The hospital has diagnosed it and I'm taking Chinese medicine. Because two months ago, when I first caught a cold, I didn't take the right medicine, it caused me to panic for three whole days and I couldn't sleep. Later, I took the right medicine and the cold got better, but I developed a symptom of being easily nervous and panicking.

It's just that every night when I go to sleep, as soon as I lie down ready to go to sleep, I panic. Sometimes I even wake up with convulsions in my hands and feet, and have difficulty breathing. It's the same sometimes during the day, but the symptoms are milder than at night.

I get nervous very easily, and the slightest thing can trigger anxiety. I know I'm being nervous, but I can't relax, and I always think the worst.

Today I got sick with a fever.

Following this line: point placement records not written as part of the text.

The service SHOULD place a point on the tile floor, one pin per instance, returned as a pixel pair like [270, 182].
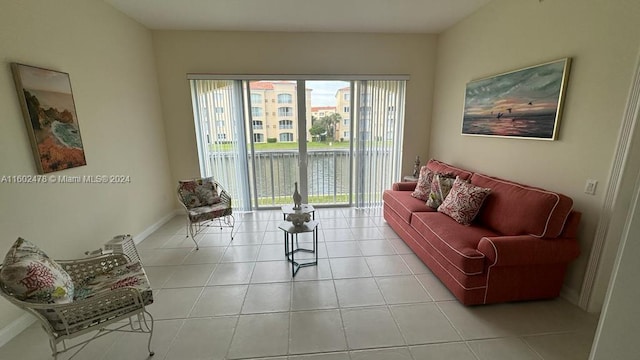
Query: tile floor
[368, 298]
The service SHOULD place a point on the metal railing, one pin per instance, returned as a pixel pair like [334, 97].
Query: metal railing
[276, 171]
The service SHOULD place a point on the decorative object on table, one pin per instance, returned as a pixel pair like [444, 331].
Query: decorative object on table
[297, 199]
[525, 103]
[49, 112]
[416, 167]
[299, 218]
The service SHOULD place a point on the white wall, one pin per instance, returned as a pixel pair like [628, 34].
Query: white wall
[111, 65]
[616, 337]
[602, 38]
[182, 52]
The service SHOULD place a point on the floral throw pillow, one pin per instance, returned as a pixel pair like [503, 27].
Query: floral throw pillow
[423, 187]
[198, 192]
[440, 187]
[464, 201]
[32, 276]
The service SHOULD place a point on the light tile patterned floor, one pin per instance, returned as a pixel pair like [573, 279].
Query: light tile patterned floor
[369, 298]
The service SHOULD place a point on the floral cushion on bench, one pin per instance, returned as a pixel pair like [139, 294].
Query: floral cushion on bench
[198, 192]
[32, 276]
[129, 275]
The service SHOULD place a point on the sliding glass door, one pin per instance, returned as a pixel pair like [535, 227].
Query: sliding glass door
[339, 140]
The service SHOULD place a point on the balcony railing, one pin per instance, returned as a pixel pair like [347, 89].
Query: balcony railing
[276, 171]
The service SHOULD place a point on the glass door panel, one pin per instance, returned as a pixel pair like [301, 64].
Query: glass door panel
[274, 136]
[329, 146]
[303, 137]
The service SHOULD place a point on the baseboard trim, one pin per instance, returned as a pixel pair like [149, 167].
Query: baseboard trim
[148, 231]
[16, 327]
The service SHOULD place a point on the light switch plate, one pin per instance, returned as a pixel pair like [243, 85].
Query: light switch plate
[590, 187]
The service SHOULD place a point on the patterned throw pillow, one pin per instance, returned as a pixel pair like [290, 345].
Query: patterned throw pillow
[32, 276]
[423, 187]
[464, 201]
[440, 187]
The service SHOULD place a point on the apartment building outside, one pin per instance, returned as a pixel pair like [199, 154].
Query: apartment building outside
[274, 111]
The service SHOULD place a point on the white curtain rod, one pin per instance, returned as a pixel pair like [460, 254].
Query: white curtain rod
[205, 76]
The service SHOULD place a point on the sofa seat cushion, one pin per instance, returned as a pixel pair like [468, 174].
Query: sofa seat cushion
[456, 243]
[403, 204]
[515, 209]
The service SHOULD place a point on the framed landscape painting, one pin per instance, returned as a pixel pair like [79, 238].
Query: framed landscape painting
[50, 115]
[525, 103]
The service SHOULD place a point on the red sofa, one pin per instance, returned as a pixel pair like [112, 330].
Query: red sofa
[517, 248]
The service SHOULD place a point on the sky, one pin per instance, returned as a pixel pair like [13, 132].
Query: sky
[324, 92]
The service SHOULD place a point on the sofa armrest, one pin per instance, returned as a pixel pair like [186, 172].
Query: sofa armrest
[404, 186]
[526, 249]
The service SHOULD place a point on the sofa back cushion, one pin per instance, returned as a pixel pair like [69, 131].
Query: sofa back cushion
[515, 209]
[444, 168]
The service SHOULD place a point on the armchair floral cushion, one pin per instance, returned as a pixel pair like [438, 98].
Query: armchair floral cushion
[129, 275]
[34, 277]
[198, 192]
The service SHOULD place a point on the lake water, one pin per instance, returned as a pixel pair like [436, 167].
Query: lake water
[328, 175]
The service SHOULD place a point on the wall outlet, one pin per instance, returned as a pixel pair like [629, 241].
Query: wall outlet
[590, 187]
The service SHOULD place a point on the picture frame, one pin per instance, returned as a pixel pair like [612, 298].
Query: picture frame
[525, 103]
[49, 112]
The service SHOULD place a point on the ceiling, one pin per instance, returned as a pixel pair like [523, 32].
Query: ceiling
[386, 16]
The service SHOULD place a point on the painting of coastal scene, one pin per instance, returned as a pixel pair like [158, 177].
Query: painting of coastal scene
[50, 115]
[526, 103]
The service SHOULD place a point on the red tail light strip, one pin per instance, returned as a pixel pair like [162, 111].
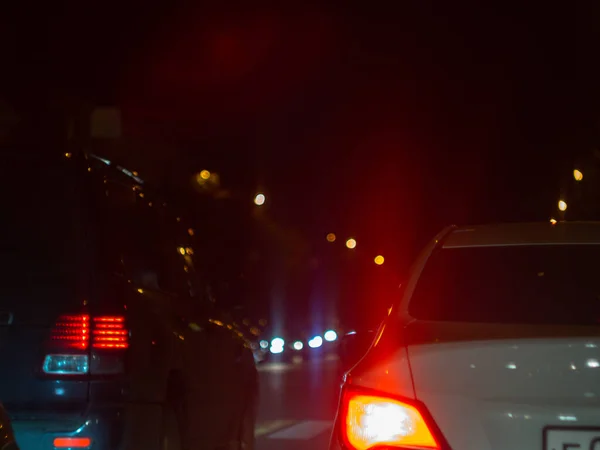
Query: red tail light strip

After getting the injection, my fever didn't go down quickly, and I panicked. I felt like I couldn't breathe, and the heartbeat became fast when I closed my eyes to rest.

Dear friends, what should I do? Is there any good way to relax?

Donovan Baker Donovan Baker A total of 6579 people have been helped

It would be beneficial to provide the questioner with a supportive gesture. Based on the information provided, it is evident that the questioner is still experiencing significant inner anxiety, which has manifested in a generalized manner. Any event can potentially trigger deep-seated anxiety and unrest. It is possible that the questioner's life is currently characterized by such feelings, which may be hindering his ability to fully engage with the ease, naturalness, and joy of life.

I would like to share some personal insights for the questioner's reference, with the aim of providing ideas to help reduce anxiety.

Firstly, it is important to ascertain the basis for the questioner's determination of "severe depression" and "severe anxiety." Is this based on their own perception, or has it been diagnosed through professional measurement and diagnosis? If it is based on their own perception, it is essential to understand the basis for that perception. If it has been diagnosed through professional measurement and diagnosis, it is vital to ascertain the basis for that diagnosis. Does the questioner have a very clear understanding of it?

Secondly, it is important to understand how the questioner views and treats their own "depression" and "anxiety." Do they regard these emotions as "a scourge" and "the source of suffering," or do they understand and accept them as part of themselves? If you treat your emotional feelings as a "person," your attitude towards this "person" will affect your relationship with this "person."

This is a common occurrence in our daily lives. When you greet someone with a polite and friendly smile, they often respond in a similar manner. Therefore, the attitude you adopt towards your "depression" and "anxiety" will be mirrored by others, allowing you to experience the corresponding feelings.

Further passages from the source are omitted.